This Plan was originally adopted, effective as of December 31, 2008. The Plan was amended and restated and approved by shareholders on May 10, 2012. The Plan was subsequently amended on February 6, 2014. The Plan was amended and restated and approved by shareholders again on March 20, 2019 and May 12, 2021, to, among other things, increase the number of Shares. The terms and conditions of the Plan are hereby amended and restated to read as specified herein as of the Effective Date of Restated Plan to, among other things, provide for an increase in the Shares available under the Plan.
2. Definitions. For purposes of the Plan, the following terms shall be defined as set forth below, in addition to such terms defined in Section 1 hereof and elsewhere herein.
(a) “Award” means any Option, Stock Appreciation Right, Restricted Stock Award, Deferred Stock Award, Share granted as a bonus or in lieu of another Award, Dividend Equivalent, Other Stock-Based Award or Performance Award, together with any other right or interest, granted to a Participant under the Plan.
(b) “Award Agreement” means any written or electronic agreement, contract or other instrument or document evidencing any Award granted by the Committee hereunder.

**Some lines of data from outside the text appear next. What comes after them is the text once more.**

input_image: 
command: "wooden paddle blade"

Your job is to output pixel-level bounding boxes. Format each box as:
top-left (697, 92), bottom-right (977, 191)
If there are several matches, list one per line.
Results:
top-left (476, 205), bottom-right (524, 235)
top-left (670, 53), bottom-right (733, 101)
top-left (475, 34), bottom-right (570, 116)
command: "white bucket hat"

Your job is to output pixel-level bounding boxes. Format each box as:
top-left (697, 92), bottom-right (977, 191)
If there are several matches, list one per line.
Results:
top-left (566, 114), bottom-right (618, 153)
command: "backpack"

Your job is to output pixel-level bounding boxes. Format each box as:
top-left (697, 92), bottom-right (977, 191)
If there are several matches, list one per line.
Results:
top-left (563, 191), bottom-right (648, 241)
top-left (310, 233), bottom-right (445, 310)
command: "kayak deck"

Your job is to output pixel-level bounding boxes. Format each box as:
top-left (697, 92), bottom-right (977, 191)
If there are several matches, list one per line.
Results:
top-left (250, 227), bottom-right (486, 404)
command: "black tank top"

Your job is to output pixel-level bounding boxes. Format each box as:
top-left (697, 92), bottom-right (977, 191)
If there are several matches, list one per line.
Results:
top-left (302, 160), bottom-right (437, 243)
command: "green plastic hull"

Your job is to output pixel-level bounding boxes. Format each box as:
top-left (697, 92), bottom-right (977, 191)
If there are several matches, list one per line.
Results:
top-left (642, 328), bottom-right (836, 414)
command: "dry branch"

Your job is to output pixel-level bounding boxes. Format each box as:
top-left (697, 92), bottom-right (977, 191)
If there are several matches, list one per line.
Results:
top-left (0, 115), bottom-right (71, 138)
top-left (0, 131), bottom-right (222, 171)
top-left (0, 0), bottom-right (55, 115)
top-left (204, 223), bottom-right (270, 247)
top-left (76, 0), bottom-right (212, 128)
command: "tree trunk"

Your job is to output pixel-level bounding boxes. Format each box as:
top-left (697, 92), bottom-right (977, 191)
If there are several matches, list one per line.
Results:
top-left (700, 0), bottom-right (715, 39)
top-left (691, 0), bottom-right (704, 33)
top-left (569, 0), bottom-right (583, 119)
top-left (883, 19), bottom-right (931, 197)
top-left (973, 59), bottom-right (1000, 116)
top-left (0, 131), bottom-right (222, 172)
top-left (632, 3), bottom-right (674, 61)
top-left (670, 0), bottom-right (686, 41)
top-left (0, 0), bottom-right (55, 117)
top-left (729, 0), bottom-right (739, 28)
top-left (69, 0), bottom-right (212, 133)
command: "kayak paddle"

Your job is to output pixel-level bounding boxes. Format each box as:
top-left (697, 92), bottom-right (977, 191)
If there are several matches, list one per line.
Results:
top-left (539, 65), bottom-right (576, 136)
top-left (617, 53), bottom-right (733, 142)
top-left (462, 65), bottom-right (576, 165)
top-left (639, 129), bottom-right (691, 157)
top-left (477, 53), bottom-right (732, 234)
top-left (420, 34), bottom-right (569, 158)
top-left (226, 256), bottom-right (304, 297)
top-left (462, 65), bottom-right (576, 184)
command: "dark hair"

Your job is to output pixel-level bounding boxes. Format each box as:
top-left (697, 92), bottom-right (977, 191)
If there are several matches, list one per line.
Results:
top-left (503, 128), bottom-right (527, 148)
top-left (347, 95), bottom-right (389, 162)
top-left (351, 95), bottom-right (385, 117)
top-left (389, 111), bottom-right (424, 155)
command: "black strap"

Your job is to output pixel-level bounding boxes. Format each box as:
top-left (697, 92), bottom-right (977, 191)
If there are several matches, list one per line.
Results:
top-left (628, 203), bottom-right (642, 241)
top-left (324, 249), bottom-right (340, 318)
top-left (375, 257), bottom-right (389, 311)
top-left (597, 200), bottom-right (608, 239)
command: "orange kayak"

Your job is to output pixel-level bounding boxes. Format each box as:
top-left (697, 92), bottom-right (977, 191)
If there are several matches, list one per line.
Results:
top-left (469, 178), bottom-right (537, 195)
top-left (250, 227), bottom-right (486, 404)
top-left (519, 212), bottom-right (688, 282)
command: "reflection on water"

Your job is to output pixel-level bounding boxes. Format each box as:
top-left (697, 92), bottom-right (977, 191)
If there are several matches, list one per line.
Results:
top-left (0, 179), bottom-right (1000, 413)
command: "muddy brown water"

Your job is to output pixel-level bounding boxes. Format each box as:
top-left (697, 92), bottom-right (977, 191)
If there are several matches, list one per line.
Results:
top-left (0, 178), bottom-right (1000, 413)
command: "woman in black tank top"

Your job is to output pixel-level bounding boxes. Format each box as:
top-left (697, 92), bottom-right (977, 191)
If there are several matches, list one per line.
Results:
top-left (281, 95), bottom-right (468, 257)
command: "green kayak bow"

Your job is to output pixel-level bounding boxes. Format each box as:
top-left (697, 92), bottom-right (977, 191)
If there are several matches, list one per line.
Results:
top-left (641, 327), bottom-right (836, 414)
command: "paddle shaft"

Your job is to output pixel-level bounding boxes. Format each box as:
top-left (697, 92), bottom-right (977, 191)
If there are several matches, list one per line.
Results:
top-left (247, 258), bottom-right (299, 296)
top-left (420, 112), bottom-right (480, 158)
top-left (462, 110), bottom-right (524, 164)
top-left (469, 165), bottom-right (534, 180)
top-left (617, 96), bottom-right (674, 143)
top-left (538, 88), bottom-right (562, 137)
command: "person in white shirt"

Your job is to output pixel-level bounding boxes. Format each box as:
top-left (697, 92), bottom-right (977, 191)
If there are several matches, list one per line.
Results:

(c) “Beneficiary” means the person, persons, trust or trusts that have been designated by a Participant in his or her most recent written beneficiary designation filed with the Committee to receive the benefits specified under the Plan upon such Participant’s death or to which Awards or other rights are transferred if and to the extent permitted under Section 10(b) hereof. If, upon a Participant’s death, there is no designated Beneficiary or surviving designated Beneficiary, then the term Beneficiary means the person, persons, trust or trusts entitled by will or the laws of descent and distribution to receive such benefits.
(d) “Beneficial Owner” and “Beneficial Ownership” shall have the meaning ascribed to such term in Rule 13d-3 under the Exchange Act and any successor to such Rule.
(e) “Board” means the Company’s Board of Directors.
(f) “Change in Control” means a Change in Control as defined in Section 9(b) of the Plan.
(g) “Code” means the Internal Revenue Code of 1986, as amended from time to time, including regulations thereunder and successor provisions and regulations thereto.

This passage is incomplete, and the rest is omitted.